Detection of political ECs and other communities

To extract the groups of users wherein information was densely dissimulated, we clustered the users using the Leiden clustering method49 on the basis of their reply/retweet relationships. Each edge of the network was weighted by the number of replies/retweets between the two users. This method searches for the best cluster set for which the modularity Q value58 is maximised. The Leiden method is widely used in academic communities owing to its high clustering accuracy and high processing speed in comparison with that of other methods58,59. Because some of the retrieved clusters contain millions of users, it is difficult to detect sharp conflicts between them. We recursively clusterised the clusters containing more than 500,000 users. For comparison with the community containing insufficient users, we did not recursively clusterise the clusters with 500,000 or lesser users. The retrieved (sub)clusters were named xx.yy, where xx represents the cluster number, and yy denotes the subcluster number. The subclusters with less than 50,000 users were grouped together named “xx.99”. Clusters that were not recursively clusterised were named “xx...”. We analysed the clusters/subclusters containing a certain number of users (more than 50,000).

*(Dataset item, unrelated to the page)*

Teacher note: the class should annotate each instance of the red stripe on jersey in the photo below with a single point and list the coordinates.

Extraction of representative terms of clusters and subclusters

We extracted the representative terms using TF-IDF60, which is a measure of the amount of information that the term has61 from the concatenated text of all the tweets of the clusters and subclusters. We extracted nouns, verbs, adverbs, and adjectives from the text using MeCab. Then, TF-IDF was calculated using the equation \(\text {tfidf} (t, d) = \text {tf} (t,d) \cdot \text {idf}(t)\), where t and d represent the term and the concatenated texts, respectively, \(\text {tf}(t, d) = \log {(1 + f_{t, d})}\) is the log value of the frequency of the term t in document d, and \(\text {idf}(t) = \log \frac{N}{df_{t}}\) is the inverse ratio of the number of concatenated texts that include the term \(df_{t}\).

We used the ratio of the term frequency in the co-reply/retweet core/influencers to that in both to extract the representative terms in both groups. The frequency was calculated independently in each EC.

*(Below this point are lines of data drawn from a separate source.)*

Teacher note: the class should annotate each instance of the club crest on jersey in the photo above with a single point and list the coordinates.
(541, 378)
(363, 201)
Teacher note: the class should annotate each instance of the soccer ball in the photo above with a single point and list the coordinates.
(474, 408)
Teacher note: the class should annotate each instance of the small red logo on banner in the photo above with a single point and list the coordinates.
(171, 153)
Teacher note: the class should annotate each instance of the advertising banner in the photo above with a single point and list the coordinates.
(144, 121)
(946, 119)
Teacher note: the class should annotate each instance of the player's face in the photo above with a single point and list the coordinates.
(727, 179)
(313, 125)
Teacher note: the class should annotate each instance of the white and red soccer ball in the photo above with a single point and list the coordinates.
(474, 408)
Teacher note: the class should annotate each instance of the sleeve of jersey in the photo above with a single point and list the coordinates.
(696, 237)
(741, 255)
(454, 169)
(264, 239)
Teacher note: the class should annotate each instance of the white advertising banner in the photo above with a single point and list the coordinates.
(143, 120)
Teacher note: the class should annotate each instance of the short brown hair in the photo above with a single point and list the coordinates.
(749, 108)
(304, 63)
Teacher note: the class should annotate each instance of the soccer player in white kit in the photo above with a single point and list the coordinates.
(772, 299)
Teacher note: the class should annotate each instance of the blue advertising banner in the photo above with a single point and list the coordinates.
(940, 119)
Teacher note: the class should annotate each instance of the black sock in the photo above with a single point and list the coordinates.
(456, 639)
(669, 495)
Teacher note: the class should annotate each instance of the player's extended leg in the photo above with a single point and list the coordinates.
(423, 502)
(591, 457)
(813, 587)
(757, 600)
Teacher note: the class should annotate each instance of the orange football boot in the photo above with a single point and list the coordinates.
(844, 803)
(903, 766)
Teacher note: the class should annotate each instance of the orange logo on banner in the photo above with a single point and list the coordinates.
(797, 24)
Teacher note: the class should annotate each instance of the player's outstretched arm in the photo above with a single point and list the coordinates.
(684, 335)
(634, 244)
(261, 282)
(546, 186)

Extraction of network influencers and co-reply/retweet core of subclusters

The k-core56 and other recent methods57 have been proposed for the core detection of a community. However, for the sake of simplistic understanding, we used a simple ranking to determine the top authorship. The top-N influencers represent the top-N most retweeted/replied users. The top-N co-reply/retweet users are the top-N users in the ranking of the number of bidirectional links the user has.

Network visualisation

The reply/retweet network composed of 42 million nodes was visualised using network representation learning (LINE50) and the dimension reduction method (UMAP51). LINE creates a map of nodes in a high-dimensional (128-dimensional) space, preserving the local structure. Intuitively, the connected nodes are located close to each other, whereas other node pairs are not. UMAP is a state-the-art method of dimension reduction that maps the global structure while preserving the local structure. The network between influencers and the co-reply/retweet core (the top users who have the most co-reply/retweet neighbours) was visualised using the force-spring layout, which is a common layout that provides an intuitive map.